Los restos de don Diego Martínez Barrio descansarán definitivamente, como él deseaba, en el cementerio San Fernando de Sevilla, adonde han sido trasladados desde París, ciudad en la que falleció en 1962. Pocos sevillanos sabrán que estamos hablando del político más importante que ha dado la capital hispalense en la primera mitad del siglo XX. Y no lo sabrán, porque un espeso manto de silencio envolvió su memoria desde que los demócratas perdieron la guerra civil española y don Diego, junto a otros cientos de miles de españoles, se vio forzado al exilio, del que nunca volvería con vida.A decir verdad, antes que el silencio, prolongado, completo, sin resquicios, fue la demonización del personaje: el Ayuntamiento franquista de Sevilla, nombrado a dedo por el general Queipo de Llano, le hizo "hijo maldito" de la ciudad, y en el Colegio de Abogados y el Ateneo de Sevilla, instituciones que él había presidido, procedieron a su expulsión fulminante. No llegaron a arrancar la hoja del Registro Civil en el que estaba inscrito, como ocurrió con Casares Quiroga, pero poco faltó.

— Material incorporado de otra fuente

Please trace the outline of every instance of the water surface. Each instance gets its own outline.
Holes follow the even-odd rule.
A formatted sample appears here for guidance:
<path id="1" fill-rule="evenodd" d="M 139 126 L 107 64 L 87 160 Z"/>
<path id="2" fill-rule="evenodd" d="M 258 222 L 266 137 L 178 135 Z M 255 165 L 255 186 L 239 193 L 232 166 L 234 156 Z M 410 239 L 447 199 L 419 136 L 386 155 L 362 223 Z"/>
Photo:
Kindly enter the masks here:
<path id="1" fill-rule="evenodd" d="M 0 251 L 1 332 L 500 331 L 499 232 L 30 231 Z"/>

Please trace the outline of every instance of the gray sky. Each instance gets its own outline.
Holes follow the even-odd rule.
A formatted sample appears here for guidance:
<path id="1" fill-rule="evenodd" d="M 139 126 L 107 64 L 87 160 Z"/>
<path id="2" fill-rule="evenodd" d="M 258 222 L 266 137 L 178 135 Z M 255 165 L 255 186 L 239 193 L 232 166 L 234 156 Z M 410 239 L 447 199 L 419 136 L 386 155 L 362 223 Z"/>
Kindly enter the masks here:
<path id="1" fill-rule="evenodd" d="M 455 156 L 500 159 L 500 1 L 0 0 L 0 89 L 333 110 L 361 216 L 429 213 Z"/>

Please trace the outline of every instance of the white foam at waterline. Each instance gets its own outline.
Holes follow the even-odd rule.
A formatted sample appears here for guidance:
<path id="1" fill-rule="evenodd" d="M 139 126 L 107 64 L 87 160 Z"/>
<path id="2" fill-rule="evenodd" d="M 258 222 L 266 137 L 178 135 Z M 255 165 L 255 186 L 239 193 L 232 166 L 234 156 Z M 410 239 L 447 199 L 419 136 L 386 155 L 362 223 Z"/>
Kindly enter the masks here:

¿Y quién era y qué hizo don Diego? De origen modesto -su padre era albañil, y su madre, vendedora del mercado-, se hizo a sí mismo como jurista y como político. Se adhirió pronto al republicanismo y a la masonería; fue concejal del Ayuntamiento sevillano; después, diputado a Cortes, ministro del Gobierno provisional de la II República en 1931, presidente de las Cortes, presidente de la República tras la destitución de Alcalá-Zamora, volviéndolo a ser en el exilio.

De sus memorias, escritas en 1945 y publicadas por Planeta en España en 1980, uno podría esperar páginas llenas de resentimiento justificado, de odios y pasiones propios de la época, y sin embargo llama la atención la mesura, ponderación y equilibrio de un hombre perseguido que tanto había pasado. Otra observación es que sus memorias definen al autor como un político moderado, de centro-derecha, muy alejado de todo tipo de extremismos, pero, eso sí, profundamente leal a la República, lo que entonces era sinónimo de demócrata. Siempre me ha llamado la atención que políticos que hoy situaríamos entre el centro-derecha y el centro-izquierda del espectro político, como Alcalá-Zamora, Azaña o Martínez Barrio, fueran perseguidos con tanta saña por la derecha española. Esa raíz clerical-integrista, cuartelera y terrateniente del conservadurismo hispano, sofocó siempre con violencia cualquier atisbo de progreso y modernización de nuestro país, que sólo pudo superar a la reacción con la transición democrática de finales de los setenta.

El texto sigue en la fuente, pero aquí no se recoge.